Irradiation may cause damage not only to small vessels but also to large arteries, such as the subclavian, carotid, and femoral arteries. 8 Morphologic changes in small arteries have been described by several investigators. These changes include endothelial proliferation, degeneration of the cells of the media with subsequent cystic medial necrosis, and fibrosis. Most injuries to the arteries present with late manifestations, and, for the most part, injury to the vasa vasorum is present. 9 Fonkalsrud and colleagues documented these changes by light electron microscopy. 2 Fibrosis of the arterial wall as a result of damage to the vasa vasorum leads to narrowing of the vessel lumen. Clinical and experimental evidence has demonstrated that radiotherapy can damage large vessels. 4 Irradiation damage to a large artery was first reported in humans in 1959 by Thomas and Forbus in a 21-year-old man who had received radiation for the treatment of lymphoma. 10 The irradiated arch had fibrotic changes in the intima media and adventitia with obliteration of the vasa vasora. In our case, fibrotic changes in the intima media and thrombotic changes in the obliterated vessel lumen were detected on histopathologic evaluation of the resected arterial specimens.

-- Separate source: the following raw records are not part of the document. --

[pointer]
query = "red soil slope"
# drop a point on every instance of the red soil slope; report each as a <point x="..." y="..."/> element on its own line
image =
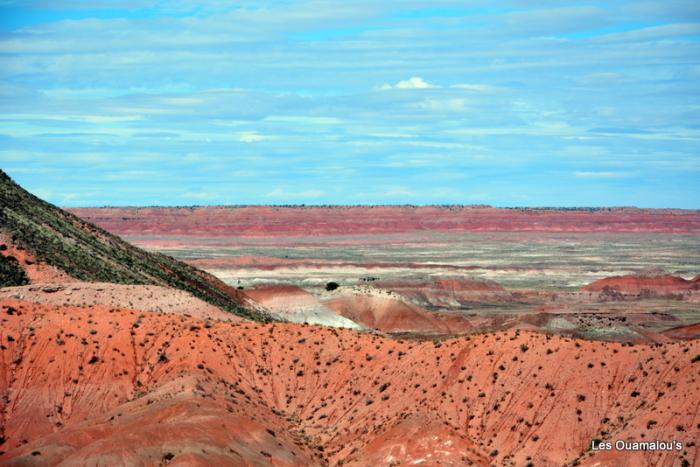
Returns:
<point x="98" y="385"/>
<point x="270" y="221"/>
<point x="644" y="285"/>
<point x="394" y="316"/>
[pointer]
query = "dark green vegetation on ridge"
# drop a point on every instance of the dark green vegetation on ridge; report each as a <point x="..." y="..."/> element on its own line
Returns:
<point x="88" y="253"/>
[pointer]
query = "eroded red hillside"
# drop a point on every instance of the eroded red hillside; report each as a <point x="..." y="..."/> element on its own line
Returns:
<point x="108" y="385"/>
<point x="644" y="285"/>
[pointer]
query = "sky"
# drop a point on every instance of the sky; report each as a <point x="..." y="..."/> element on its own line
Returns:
<point x="511" y="103"/>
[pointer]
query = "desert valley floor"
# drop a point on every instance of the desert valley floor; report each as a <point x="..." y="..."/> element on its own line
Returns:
<point x="347" y="336"/>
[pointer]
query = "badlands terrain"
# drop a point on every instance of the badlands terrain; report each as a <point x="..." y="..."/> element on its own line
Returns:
<point x="326" y="341"/>
<point x="619" y="274"/>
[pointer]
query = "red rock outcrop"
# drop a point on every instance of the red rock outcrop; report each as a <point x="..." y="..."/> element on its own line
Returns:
<point x="447" y="292"/>
<point x="89" y="385"/>
<point x="271" y="221"/>
<point x="392" y="315"/>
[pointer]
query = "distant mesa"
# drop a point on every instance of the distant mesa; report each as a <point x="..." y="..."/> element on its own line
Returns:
<point x="643" y="286"/>
<point x="447" y="292"/>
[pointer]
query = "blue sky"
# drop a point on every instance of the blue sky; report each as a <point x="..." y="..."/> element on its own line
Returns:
<point x="549" y="103"/>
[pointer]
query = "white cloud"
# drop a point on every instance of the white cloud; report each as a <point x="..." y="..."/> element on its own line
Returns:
<point x="475" y="87"/>
<point x="414" y="82"/>
<point x="251" y="137"/>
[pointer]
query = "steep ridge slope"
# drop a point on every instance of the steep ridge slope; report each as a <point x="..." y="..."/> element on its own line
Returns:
<point x="180" y="390"/>
<point x="85" y="252"/>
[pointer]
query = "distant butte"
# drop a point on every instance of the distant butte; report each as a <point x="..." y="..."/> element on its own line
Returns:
<point x="271" y="221"/>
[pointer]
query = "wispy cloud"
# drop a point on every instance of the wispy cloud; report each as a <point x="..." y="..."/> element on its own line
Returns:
<point x="414" y="82"/>
<point x="363" y="101"/>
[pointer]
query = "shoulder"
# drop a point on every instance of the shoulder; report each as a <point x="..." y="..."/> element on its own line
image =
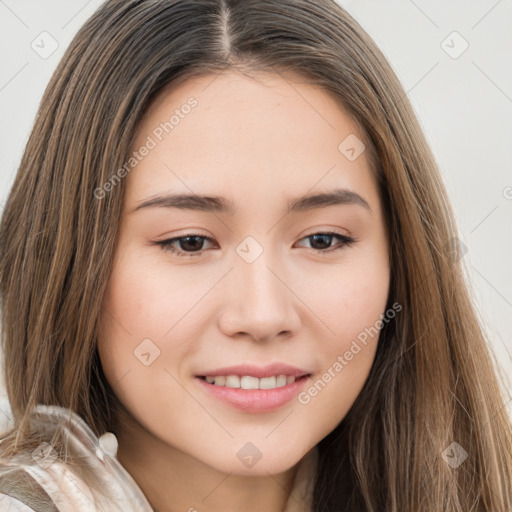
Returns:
<point x="81" y="473"/>
<point x="9" y="504"/>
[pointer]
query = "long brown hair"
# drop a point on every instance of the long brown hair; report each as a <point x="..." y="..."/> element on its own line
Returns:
<point x="432" y="382"/>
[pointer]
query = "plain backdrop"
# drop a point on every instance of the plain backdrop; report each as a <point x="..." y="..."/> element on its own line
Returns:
<point x="453" y="59"/>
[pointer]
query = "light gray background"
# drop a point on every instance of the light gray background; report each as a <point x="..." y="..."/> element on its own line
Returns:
<point x="464" y="105"/>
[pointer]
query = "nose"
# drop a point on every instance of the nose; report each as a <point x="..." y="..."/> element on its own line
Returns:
<point x="260" y="302"/>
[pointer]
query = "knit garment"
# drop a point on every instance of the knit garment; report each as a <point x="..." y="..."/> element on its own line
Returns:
<point x="55" y="487"/>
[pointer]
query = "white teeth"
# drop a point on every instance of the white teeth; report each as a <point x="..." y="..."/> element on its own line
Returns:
<point x="249" y="382"/>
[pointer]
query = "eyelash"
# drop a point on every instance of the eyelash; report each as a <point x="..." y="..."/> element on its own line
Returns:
<point x="345" y="241"/>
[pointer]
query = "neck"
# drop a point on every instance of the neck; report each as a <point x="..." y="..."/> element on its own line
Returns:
<point x="174" y="481"/>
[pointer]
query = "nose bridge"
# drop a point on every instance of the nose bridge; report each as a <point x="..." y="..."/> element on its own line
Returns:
<point x="259" y="302"/>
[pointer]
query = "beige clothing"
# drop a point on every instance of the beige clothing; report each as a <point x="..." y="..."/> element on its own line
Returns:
<point x="57" y="488"/>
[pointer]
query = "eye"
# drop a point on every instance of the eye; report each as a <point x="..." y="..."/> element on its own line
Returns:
<point x="192" y="244"/>
<point x="324" y="240"/>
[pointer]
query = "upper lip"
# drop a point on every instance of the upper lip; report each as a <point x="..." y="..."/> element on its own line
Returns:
<point x="256" y="371"/>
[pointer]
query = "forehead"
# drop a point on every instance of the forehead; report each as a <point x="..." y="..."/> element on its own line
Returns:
<point x="265" y="134"/>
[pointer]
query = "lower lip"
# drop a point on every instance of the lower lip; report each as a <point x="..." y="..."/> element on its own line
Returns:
<point x="256" y="400"/>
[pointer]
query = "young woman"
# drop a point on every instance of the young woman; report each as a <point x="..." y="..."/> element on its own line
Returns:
<point x="230" y="279"/>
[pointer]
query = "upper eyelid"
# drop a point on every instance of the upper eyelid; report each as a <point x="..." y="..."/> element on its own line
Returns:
<point x="348" y="239"/>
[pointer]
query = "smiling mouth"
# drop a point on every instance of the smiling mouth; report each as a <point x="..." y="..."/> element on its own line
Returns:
<point x="247" y="382"/>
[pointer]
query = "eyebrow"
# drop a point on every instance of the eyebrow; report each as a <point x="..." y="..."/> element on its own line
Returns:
<point x="216" y="204"/>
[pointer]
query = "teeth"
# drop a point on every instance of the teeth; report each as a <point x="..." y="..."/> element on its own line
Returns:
<point x="249" y="382"/>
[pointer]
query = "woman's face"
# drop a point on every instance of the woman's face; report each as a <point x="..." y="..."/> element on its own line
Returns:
<point x="252" y="285"/>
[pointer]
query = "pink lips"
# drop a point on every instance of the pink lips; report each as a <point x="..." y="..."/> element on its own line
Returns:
<point x="255" y="400"/>
<point x="257" y="371"/>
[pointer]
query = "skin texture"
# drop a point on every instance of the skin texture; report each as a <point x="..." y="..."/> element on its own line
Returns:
<point x="259" y="143"/>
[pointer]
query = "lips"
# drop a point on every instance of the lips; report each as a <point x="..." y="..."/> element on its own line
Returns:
<point x="260" y="372"/>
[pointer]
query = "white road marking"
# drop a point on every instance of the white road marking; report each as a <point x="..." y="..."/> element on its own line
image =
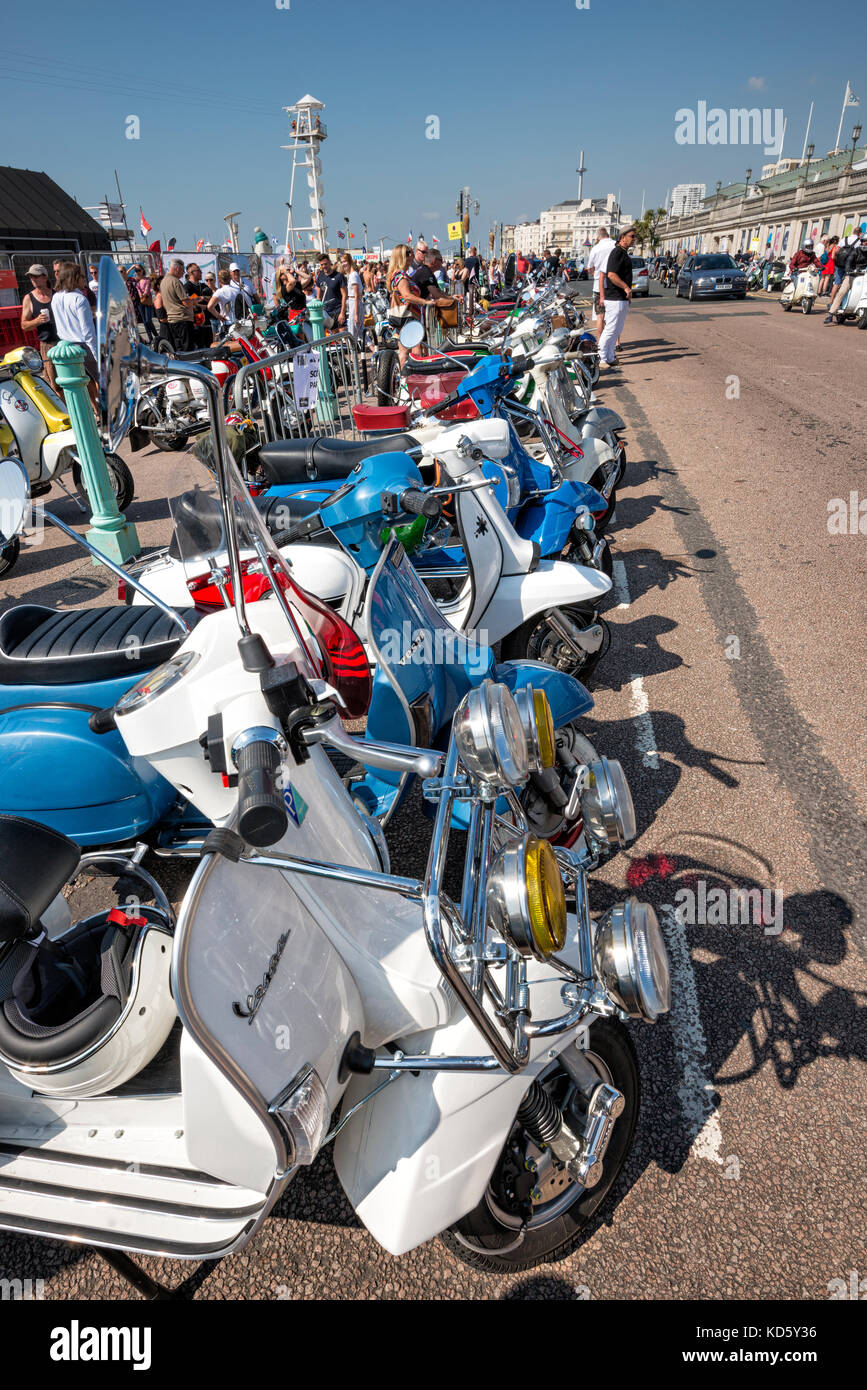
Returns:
<point x="695" y="1091"/>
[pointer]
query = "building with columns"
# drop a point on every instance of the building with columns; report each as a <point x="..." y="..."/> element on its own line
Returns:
<point x="819" y="198"/>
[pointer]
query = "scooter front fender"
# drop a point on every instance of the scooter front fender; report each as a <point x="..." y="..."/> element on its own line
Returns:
<point x="418" y="1157"/>
<point x="567" y="697"/>
<point x="603" y="421"/>
<point x="553" y="584"/>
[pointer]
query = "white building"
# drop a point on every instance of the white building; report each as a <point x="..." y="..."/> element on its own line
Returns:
<point x="573" y="225"/>
<point x="523" y="236"/>
<point x="687" y="198"/>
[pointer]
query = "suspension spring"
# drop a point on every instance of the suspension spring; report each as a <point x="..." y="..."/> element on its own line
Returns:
<point x="539" y="1115"/>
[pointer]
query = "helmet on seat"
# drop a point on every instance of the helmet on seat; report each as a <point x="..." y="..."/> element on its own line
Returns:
<point x="85" y="1008"/>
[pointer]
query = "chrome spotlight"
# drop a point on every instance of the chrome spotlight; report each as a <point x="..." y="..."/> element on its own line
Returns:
<point x="631" y="959"/>
<point x="606" y="804"/>
<point x="491" y="737"/>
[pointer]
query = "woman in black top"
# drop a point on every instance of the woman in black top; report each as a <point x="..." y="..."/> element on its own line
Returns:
<point x="288" y="292"/>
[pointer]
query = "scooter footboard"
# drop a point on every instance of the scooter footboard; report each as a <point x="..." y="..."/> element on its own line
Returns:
<point x="418" y="1157"/>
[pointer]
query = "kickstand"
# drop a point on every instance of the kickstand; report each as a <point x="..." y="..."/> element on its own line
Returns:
<point x="134" y="1275"/>
<point x="149" y="1287"/>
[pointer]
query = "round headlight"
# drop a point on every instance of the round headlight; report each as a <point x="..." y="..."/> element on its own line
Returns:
<point x="606" y="804"/>
<point x="631" y="959"/>
<point x="538" y="726"/>
<point x="491" y="737"/>
<point x="157" y="683"/>
<point x="525" y="898"/>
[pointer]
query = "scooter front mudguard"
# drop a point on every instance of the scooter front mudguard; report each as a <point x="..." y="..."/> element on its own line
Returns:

In conclusion, different mechanisms of injury leading to arterial occlusion have been proposed. This is a late complication with a considerable time lag between irradiation and onset of symptoms. The symptoms vary in type and severity but are consistent with peripheral arterial occlusive disease. To alleviate symptoms and prevent limb loss, reconstructive vascular surgery is advocated. The vascular supply was successfully reconstructed by right iliofemoral bypass with a synthetic graft in our case.